Ont été entendus au cours de l'audience publique :
- le rapport de Mme Karine Beltrami, première conseillère,
- les conclusions de Mme Françoise Perrin, rapporteure publique,
- les observations de Me Latapie, représentant la société Ingerop Conseil et Ingénierie, celles de Me Rigeade, représentant la société Axa France Iard et celles de Me Marc, représentant la société Axima Concept.
Considérant ce qui suit :
1. En 2002, la communauté d'agglomération de Béziers Méditerranée a engagé la construction de la médiathèque centrale André Malraux. À cette fin, une convention de mandat a été passée avec la Société d'Équipement du Biterrois et de son Littoral, devenue société anonyme d'économie mixte Viaterra, pour la réalisation des études et du projet. La communauté d'agglomération de Béziers Méditerranée a souscrit, le 28 novembre 2006, une police dommages-ouvrage auprès de la compagnie d'assurance Axa France Iard pour la réalisation de ce bâtiment. Les marchés de travaux, répartis en 18 lots, comprenaient notamment le lot n° 1
" Terrassement fondation Gros Œuvre charpente Métallique " attribué à la Société Dumez Sud, devenue Sogéa Sud, dont la réception sans réserve est intervenue le 16 septembre 2009. Différents désordres ayant été constatés, à la demande de la communauté d'agglomération de Béziers Méditerranée le juge des référés du tribunal administratif de Montpellier a, par une ordonnance n° 1003357 du 11 octobre 2010, diligenté une expertise.
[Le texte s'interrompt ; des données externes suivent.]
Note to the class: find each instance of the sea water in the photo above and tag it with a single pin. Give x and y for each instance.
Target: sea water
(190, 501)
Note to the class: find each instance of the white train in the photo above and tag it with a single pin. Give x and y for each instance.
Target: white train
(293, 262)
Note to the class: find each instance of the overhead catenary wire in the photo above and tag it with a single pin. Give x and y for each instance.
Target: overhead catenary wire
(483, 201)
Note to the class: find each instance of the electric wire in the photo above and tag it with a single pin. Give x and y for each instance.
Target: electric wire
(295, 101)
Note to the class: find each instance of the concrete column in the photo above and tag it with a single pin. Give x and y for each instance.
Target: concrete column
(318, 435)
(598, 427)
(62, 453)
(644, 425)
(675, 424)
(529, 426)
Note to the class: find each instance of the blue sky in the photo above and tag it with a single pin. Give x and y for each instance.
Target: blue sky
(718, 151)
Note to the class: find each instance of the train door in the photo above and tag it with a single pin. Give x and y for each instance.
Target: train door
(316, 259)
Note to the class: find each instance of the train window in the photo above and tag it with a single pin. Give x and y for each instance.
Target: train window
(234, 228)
L'expert a déposé son rapport le 26 mars 2015. À la demande de société Axa France Iard, le juge des référés du tribunal de grande instance de Montpellier a également, par une ordonnance du 31 mars 2011, ordonné une expertise. La société Axa France Iard, en qualité d'assureur des dommages-ouvrage de la communauté d'agglomération de Béziers Méditerranée, a demandé au tribunal administratif de Montpellier de condamner in solidum notamment les sociétés Ingerop Expertise et Structures, devenue Ingerop Conseil et Ingénierie et Sogéa Sud Bâtiment à lui verser la somme de 294 494,58 euros correspondant aux frais qu'elle a avancés en sa qualité d'assureur dommage-ouvrage. La société Ingerop Conseil et Ingénierie relève appel du jugement du tribunal administratif de Montpellier du 15 juillet 2021 en tant qu'il l'a condamnée, d'une part, à verser à la société Axa France Iard la somme de 24 510 euros toutes taxes comprises en ce qui concerne la réparation des désordres n° 2 et n° 9 et, d'autre part, à verser in solidum avec la société Sogéa Sud la somme de 226 041,32 euros toutes taxes comprises, en réparation du désordre n° 6. La société Axa France Iard conclut, à titre subsidiaire, à la réformation, par la voie de l'appel incident, des articles 2 et 3 du jugement en tant qu'il n'a pas condamné solidairement les sociétés Ingerop Conseil et Ingénierie, Wilmotte et associés, Axima concept, Sogéa Sud Bâtiment et M. A... au paiement de la somme de 294 494,58 euros correspondant aux frais qu'elle a avancés en sa qualité d'assureur dommages-ouvrage.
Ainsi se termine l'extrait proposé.